Evaluating the surroundings to gain understanding, frame perspectives, and anticipate behavioral reactions is an inherent human trait. However, these continuous encounters are diverse and complex, posing challenges to their study and experimentation. Researchers have been able to isolate environmental features and study their effect on human perception and behavior. However, the research attempts to replicate and study human behaviors with proxies, such as by integrating virtual mediums and interviews, have been inconsistent. Large language models (LLMs) have recently been unveiled as capable of contextual understanding and semantic reasoning. These models have been trained on large amounts of text and have evolved to mimic believable human behavior. This study explores the current advancements in Generative agents powered by LLMs with the help of perceptual experiments. The experiment employs Generative agents to interact with the urban environments using street view images to plan their journey toward specific goals. The agents are given virtual personalities, which make them distinguishable. They are also provided a memory database to store their thoughts and essential visual information and retrieve it when needed to plan their movement. Since LLMs do not possess embodiment, nor have access to the visual realm, and lack a sense of motion or direction, we designed movement and visual modules that help agents gain an overall understanding of surroundings. The agents are further employed to rate the surroundings they encounter based on their perceived sense of safety and liveliness. As these agents store details in their memory, we query the findings to get details regarding their thought processes. Overall, this study experiments with current AI developments and their potential in simulated human behavior in urban environments.
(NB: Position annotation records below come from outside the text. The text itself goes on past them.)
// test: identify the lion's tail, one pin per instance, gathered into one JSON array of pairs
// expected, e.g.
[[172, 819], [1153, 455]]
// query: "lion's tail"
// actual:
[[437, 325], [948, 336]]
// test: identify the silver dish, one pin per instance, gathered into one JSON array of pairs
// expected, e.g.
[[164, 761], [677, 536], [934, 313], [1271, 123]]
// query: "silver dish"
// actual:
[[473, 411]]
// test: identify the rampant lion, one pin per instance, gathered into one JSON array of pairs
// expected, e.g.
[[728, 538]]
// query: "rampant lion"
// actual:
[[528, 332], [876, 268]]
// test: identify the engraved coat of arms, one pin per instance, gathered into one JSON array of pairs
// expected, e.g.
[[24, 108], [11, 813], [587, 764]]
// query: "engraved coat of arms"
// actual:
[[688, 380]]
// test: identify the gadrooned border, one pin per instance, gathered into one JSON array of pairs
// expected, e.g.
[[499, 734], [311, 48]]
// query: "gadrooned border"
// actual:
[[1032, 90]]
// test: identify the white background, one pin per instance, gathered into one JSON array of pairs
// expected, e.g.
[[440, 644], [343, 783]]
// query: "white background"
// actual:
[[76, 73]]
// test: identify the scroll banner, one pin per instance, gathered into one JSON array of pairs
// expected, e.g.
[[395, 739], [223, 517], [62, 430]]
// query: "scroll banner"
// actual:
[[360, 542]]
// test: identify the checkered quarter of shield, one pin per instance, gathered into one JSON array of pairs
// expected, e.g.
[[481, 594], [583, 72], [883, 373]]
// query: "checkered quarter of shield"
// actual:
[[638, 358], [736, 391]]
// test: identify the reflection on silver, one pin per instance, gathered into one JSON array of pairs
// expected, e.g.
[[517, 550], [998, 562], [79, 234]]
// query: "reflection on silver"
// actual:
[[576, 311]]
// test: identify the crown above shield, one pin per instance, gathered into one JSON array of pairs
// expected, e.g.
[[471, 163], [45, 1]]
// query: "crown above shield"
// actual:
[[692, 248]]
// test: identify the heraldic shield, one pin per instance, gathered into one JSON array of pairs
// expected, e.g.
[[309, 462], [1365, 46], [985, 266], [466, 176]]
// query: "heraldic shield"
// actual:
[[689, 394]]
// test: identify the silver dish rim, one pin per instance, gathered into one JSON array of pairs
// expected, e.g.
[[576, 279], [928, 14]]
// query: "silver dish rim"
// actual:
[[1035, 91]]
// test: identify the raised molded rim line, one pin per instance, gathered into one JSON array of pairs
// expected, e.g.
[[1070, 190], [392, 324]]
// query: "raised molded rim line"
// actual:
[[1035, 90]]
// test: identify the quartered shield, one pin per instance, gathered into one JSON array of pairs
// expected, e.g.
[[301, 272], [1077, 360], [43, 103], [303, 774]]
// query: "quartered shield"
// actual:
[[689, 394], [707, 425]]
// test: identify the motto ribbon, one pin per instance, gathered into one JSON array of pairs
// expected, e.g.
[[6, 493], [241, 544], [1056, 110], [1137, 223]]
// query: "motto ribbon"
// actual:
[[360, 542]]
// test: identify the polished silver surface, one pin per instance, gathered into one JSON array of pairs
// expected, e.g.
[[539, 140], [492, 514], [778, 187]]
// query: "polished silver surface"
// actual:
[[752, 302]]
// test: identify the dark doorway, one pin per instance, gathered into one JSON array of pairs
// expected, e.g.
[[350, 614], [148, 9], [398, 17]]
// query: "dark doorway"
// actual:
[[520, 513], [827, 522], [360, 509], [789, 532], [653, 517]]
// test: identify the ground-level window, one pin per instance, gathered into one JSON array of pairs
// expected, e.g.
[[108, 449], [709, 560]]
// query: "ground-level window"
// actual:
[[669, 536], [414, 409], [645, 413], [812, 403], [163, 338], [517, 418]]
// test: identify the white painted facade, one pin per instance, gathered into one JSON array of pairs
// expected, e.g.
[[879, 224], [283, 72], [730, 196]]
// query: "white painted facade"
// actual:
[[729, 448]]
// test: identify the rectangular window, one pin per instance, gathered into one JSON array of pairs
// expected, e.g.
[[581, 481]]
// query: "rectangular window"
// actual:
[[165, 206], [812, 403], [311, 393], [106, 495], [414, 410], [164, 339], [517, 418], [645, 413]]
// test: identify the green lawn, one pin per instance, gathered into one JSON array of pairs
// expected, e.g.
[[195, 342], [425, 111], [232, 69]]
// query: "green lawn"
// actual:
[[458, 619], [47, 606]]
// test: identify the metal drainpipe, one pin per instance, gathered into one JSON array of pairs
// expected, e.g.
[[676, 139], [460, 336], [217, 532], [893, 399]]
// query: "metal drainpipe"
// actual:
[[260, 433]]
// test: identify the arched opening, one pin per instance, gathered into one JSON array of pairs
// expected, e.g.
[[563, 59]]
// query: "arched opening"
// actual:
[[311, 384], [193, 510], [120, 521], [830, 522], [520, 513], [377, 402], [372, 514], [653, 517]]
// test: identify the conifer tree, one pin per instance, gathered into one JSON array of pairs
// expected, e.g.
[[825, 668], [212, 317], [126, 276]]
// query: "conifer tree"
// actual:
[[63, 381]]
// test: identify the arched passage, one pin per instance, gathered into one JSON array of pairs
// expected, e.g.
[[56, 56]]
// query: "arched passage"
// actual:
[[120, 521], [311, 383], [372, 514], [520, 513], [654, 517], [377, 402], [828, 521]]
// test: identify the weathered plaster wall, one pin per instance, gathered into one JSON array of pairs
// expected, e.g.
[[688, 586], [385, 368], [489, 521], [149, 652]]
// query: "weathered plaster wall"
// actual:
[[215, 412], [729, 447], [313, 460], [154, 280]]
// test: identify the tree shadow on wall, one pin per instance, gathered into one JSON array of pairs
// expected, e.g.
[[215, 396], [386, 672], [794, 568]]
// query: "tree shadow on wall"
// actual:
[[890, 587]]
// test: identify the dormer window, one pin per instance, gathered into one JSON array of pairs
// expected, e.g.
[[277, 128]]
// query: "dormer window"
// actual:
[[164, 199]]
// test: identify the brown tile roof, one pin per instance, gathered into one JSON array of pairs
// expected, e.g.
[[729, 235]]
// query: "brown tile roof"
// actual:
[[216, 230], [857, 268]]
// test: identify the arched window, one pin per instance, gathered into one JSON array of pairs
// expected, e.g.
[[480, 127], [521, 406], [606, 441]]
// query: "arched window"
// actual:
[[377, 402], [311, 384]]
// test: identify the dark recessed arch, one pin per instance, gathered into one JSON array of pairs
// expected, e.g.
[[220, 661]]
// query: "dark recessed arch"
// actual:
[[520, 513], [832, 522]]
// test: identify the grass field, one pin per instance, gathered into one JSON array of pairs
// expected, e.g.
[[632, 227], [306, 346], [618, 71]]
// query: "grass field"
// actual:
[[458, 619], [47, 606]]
翻译：评估周围环境以获取理解、构建视角及预判行为反应，是人类与生俱来的特质。然而，这些持续性的交互体验具有多样性与复杂性，为其研究与实验带来了挑战。研究者虽已能够分离环境特征并探究其对人类感知与行为的影响，但通过虚拟媒介与访谈等替代手段对人类行为进行复制与研究的尝试仍存在不一致性。近期，大型语言模型（LLM）展现出语境理解与语义推理的能力。这些模型基于海量文本训练，已进化至能够模拟可信的人类行为。本研究借助感知实验，探索当前由LLM驱动的生成式代理技术前沿。实验采用生成式代理通过街景图像与城市环境交互，以规划朝向特定目标的行动路径。代理被赋予虚拟人格以体现差异性，并配备记忆数据库用于存储其思考过程与关键视觉信息，在需要时调用以规划移动。鉴于LLM缺乏具身性、视觉域访问能力及运动/方向感知，我们设计了运动模块与视觉模块，帮助代理获得对环境的整体理解。代理进一步根据其感知的安全性与活跃度对遭遇的环境进行评分。由于代理将细节存储于记忆之中，我们通过查询结果获取其思维过程的细节。总体而言，本研究揭示了当前人工智能发展在模拟城市环境中人类行为方面的潜力。